More than two years after this closing, park officials determined that the bridge's design was "inherently flawed" and filed suit against the bridge's designers. The park spent $3.4 million on repairs to the bridge, including dampers to reduce the bounciness. The lawsuit was settled for $1.95 million with no admission of wrongdoing. The bridge reopened in April 2017, but was closed again in mid-2018 after the wood had started deteriorating significantly.
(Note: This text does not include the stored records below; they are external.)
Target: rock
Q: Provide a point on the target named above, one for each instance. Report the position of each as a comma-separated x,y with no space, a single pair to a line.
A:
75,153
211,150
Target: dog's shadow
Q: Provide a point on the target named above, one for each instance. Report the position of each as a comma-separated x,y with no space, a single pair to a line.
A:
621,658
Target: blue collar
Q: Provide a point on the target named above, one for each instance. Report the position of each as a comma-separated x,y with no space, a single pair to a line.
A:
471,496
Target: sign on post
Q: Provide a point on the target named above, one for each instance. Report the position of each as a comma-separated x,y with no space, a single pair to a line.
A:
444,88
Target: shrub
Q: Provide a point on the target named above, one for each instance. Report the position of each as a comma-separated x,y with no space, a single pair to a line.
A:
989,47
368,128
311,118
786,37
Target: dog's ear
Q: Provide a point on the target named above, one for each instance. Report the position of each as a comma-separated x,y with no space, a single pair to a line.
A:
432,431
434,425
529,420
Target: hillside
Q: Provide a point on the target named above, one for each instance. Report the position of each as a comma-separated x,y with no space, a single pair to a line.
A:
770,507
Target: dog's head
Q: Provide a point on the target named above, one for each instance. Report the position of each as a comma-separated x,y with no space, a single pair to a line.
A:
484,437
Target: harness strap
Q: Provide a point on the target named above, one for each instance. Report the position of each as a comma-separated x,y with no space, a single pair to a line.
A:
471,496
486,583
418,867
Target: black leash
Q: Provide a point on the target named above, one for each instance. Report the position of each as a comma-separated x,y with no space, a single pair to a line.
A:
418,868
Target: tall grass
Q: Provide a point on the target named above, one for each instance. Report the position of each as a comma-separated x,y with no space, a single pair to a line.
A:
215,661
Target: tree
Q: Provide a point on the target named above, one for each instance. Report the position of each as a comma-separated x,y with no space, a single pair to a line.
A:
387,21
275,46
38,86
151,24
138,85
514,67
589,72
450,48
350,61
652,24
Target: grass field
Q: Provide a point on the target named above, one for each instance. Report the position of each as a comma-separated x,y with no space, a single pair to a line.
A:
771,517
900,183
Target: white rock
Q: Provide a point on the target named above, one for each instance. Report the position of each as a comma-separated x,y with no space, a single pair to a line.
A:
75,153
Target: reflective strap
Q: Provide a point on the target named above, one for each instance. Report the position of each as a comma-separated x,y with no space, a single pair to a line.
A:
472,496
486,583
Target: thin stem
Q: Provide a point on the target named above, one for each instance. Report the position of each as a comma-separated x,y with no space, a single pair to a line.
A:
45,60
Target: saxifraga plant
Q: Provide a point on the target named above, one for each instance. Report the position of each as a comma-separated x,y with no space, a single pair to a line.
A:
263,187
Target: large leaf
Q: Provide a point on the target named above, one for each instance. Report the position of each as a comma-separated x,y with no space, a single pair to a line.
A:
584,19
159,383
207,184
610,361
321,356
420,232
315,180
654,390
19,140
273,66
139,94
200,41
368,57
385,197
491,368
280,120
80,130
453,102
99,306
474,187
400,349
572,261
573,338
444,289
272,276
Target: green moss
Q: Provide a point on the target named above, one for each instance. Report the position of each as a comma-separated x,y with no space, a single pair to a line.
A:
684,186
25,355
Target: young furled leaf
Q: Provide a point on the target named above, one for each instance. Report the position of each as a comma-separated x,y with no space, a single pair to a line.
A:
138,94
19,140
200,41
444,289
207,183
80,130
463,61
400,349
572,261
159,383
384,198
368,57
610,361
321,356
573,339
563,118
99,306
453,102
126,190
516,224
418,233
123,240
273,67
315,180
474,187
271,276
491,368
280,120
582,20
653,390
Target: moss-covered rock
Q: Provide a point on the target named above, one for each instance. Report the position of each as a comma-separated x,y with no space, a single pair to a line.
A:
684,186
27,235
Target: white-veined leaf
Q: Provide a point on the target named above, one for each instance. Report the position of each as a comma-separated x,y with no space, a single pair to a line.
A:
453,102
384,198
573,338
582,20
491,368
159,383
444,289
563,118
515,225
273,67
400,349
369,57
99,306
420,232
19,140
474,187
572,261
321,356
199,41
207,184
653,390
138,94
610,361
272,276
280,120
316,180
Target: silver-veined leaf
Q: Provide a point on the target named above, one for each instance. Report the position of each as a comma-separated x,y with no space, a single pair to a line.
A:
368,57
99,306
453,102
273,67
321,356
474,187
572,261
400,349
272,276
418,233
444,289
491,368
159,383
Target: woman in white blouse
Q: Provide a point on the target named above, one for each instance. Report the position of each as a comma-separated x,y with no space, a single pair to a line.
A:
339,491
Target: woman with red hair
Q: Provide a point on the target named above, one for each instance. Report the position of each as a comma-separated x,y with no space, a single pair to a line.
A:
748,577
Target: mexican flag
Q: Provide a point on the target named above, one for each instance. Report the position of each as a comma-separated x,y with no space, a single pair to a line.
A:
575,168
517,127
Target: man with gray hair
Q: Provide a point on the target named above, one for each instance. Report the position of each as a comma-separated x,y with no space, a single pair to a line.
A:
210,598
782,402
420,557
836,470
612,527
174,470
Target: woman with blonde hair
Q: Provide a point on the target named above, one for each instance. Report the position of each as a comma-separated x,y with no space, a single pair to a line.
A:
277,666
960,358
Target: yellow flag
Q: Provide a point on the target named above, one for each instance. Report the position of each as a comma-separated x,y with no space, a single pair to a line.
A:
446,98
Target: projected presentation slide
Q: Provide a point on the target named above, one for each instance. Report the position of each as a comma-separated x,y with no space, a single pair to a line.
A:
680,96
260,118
Despite the wood being "extremely rot-resistant", testing later discovered that "higher than expected moisture levels" compromised its condition and quality. Retrofitting the bridge would have cost almost the same as rebuilding it, in addition to maintenance costs. The original bridge was almost entirely demolished in October 2019, with the exception of the concrete support structures, which were retained for use in its rebuilding.

== New bridge ==
A steel replacement was designed by Arup and constructed by Turner. The steel replica was initially expected to be completed by December 2020. It was completed ahead of schedule in April 2020, and opened to the public on May 4, 2020.

== Reception ==
Mary Frost of The Brownstoner called the original Squibb Park Bridge a "crowd-pleasing but ultimately dysfunctional structure".